The Audit Trail Problem

Rotation under the static-credential model has a secondary problem: audit trails. When a database credential is shared across multiple service instances (a common pattern for read replicas and connection pooling), any access log entry from that database says "credential X authenticated." It doesn't say which service instance used the credential, which pod, which request chain. All consumers are indistinguishable from the database's perspective.

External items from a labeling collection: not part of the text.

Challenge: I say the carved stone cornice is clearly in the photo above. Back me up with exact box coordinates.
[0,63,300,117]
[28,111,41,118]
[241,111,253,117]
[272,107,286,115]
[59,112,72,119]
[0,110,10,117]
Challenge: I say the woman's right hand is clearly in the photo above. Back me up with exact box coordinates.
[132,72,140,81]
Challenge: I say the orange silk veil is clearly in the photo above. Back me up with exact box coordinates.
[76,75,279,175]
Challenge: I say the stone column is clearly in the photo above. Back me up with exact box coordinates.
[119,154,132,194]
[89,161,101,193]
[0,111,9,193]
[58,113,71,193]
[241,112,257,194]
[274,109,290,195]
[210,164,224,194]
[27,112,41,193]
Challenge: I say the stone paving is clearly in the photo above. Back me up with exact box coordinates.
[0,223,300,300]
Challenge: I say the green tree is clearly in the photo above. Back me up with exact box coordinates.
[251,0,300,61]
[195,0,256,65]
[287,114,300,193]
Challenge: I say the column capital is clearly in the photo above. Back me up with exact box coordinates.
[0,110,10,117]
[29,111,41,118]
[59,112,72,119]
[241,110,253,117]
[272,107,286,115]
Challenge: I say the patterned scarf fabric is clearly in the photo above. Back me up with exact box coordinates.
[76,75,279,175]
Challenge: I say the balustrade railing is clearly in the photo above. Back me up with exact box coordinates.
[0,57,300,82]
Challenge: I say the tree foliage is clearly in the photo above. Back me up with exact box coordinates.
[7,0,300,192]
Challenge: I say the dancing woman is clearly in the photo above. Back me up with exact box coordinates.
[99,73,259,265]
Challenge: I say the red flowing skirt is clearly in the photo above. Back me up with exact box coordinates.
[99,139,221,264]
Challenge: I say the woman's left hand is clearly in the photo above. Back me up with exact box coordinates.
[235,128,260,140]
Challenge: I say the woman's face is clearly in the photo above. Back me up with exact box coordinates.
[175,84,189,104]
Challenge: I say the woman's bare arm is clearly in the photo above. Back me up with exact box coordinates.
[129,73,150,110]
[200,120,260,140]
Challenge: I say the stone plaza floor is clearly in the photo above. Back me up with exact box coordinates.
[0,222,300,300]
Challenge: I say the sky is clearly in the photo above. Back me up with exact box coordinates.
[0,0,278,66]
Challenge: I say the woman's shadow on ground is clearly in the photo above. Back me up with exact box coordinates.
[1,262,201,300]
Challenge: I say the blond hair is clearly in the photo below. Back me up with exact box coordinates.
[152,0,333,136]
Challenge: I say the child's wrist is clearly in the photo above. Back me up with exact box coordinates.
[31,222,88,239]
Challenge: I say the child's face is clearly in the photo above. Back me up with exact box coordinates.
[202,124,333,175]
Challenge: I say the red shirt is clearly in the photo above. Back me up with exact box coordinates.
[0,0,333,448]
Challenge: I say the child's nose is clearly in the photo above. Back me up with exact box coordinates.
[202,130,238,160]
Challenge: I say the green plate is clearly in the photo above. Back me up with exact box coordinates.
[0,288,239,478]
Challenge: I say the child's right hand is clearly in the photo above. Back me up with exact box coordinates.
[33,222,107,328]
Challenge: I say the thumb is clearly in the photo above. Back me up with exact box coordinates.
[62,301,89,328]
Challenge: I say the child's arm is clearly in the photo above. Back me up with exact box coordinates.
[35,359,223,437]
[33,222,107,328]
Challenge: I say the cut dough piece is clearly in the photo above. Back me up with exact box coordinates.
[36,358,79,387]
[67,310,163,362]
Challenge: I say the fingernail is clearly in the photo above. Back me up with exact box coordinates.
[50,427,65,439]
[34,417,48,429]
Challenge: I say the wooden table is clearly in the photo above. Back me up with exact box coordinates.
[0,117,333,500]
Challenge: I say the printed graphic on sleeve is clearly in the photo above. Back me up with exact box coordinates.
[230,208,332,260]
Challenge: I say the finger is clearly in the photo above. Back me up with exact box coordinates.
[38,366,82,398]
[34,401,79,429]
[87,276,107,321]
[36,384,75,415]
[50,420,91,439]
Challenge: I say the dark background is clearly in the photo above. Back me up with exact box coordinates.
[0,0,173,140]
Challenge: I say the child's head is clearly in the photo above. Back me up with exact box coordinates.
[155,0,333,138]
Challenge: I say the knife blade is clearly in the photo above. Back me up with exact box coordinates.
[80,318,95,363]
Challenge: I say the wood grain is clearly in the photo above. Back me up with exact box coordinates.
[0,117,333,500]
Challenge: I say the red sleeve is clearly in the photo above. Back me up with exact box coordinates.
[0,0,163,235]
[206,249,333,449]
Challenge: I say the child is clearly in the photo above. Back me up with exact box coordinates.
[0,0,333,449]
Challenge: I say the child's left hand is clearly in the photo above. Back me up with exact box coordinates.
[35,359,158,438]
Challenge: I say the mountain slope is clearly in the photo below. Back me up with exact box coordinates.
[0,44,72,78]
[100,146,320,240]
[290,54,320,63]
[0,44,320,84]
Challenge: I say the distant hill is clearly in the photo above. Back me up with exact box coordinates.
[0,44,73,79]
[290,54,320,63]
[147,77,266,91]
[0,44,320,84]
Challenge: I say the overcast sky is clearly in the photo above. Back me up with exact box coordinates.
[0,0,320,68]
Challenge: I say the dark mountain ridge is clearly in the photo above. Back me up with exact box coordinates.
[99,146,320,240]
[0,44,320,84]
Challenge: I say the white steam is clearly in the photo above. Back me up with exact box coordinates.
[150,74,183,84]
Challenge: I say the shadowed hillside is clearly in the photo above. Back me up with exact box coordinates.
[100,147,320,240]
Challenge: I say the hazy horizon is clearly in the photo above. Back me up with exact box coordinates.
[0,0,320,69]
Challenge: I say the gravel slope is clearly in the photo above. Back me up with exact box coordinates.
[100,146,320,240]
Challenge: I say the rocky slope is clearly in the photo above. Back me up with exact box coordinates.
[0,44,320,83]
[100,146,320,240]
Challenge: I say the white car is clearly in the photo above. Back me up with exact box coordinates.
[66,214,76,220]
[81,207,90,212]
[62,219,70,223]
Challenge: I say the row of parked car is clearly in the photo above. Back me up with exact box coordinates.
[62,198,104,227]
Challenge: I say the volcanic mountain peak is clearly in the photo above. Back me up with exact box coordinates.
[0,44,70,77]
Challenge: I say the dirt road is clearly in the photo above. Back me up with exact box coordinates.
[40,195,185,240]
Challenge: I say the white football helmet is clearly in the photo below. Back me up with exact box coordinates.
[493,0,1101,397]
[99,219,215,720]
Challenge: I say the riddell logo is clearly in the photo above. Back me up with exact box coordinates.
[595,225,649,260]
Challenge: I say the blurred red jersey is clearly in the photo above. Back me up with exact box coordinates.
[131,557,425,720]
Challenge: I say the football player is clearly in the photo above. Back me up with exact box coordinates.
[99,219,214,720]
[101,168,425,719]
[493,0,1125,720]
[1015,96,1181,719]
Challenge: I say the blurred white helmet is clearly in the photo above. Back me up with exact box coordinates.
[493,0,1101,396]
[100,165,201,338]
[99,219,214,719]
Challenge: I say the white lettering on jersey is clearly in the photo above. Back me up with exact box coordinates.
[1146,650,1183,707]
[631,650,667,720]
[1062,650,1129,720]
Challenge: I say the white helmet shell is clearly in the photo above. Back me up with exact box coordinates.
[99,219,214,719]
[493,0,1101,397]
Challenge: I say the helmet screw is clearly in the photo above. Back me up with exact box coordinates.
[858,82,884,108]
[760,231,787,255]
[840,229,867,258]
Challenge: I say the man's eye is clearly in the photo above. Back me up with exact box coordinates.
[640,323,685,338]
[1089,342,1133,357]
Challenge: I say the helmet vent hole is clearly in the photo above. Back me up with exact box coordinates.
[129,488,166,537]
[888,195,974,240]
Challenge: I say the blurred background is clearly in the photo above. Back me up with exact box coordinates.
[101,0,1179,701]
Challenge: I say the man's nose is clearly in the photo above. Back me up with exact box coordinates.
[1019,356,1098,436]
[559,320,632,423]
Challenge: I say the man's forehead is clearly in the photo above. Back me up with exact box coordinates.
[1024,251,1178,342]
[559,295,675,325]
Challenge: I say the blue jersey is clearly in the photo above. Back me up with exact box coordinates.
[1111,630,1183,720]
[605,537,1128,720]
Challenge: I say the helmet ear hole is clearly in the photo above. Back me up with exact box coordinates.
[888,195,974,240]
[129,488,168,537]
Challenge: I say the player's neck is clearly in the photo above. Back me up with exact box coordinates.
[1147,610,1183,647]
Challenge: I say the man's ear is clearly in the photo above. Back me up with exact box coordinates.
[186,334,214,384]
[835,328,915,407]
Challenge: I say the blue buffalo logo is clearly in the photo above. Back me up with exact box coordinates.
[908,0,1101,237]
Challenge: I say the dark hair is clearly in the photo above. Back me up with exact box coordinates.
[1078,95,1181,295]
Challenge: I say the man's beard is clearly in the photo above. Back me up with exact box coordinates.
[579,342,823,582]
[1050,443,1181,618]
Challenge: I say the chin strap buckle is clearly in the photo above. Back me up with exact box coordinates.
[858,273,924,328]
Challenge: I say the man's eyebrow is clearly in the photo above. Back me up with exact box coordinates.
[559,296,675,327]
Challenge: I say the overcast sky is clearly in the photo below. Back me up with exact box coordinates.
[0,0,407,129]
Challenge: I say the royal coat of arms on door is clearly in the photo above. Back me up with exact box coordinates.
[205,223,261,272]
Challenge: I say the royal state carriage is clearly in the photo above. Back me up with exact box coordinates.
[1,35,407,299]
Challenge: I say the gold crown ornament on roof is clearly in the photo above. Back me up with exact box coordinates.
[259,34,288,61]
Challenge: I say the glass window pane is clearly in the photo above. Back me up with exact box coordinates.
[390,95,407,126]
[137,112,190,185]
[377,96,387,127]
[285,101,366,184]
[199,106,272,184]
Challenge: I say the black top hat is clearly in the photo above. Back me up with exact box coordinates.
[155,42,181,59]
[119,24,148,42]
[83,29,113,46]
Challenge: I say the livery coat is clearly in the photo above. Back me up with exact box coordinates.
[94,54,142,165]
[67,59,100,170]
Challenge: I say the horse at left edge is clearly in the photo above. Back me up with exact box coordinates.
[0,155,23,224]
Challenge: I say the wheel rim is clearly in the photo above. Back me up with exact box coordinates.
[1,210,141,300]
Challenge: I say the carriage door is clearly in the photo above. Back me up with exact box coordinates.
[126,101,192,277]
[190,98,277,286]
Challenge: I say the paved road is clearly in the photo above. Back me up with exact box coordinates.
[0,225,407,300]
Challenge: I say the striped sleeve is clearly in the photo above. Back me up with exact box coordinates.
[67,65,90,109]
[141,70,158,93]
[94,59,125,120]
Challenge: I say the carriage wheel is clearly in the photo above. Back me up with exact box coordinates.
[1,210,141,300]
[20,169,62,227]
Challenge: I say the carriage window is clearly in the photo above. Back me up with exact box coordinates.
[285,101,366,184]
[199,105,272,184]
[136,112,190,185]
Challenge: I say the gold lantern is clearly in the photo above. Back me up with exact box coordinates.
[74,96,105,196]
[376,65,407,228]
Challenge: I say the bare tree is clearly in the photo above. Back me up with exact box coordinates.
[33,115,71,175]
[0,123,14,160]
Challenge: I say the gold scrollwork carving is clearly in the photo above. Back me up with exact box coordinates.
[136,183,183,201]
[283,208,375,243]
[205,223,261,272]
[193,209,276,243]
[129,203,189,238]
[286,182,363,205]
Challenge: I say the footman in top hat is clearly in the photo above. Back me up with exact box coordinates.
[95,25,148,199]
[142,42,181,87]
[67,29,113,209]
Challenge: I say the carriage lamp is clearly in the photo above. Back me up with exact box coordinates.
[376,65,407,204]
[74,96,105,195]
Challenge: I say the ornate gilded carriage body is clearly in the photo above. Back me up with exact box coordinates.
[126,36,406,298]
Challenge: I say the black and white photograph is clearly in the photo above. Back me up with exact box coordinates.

With dynamic, per-workload credentials, the database logs can show which unique credential was used — and each credential maps to a specific workload that was issued it. The audit trail is structurally richer without any additional log collection work, because the uniqueness of the credential carries identity information.

What to Actually Do

There's no single migration path from static-rotated to ephemeral credentials, because the feasibility depends on each credential type. A practical framework:

Cloud provider access keys (AWS IAM access keys, GCP service account keys): Migrate to short-lived STS credentials via OIDC federation (for CI/CD) or instance metadata (for EC2/Fargate/Lambda). These are static credentials that have a well-supported ephemeral alternative. The migration is typically a week of work per credential type.

Database passwords: The hardest category. Options: Vault dynamic secrets (requires Vault), AWS RDS IAM authentication (for RDS with the appropriate driver support), or per-pod database users generated at pod startup and revoked on shutdown. None of these are trivial, but they're all achievable for greenfield or sufficiently motivated teams.

Third-party API keys: Often the most intractable. Many SaaS APIs don't support short-lived token models. The practical answer here is a secrets manager with automatic rotation and a robust propagation mechanism — not ephemeral issuance. This is the category where rotation hygiene matters most because ephemeral issuance often isn't available.

The goal isn't to eliminate every rotation ceremony immediately. The goal is to understand which credentials in your system are structurally resistant to good rotation hygiene and to prioritize replacing those with ephemeral-issuance alternatives, one category at a time. That's the actual security improvement — not stricter enforcement of the 90-day interval on a system that's architected to resist it.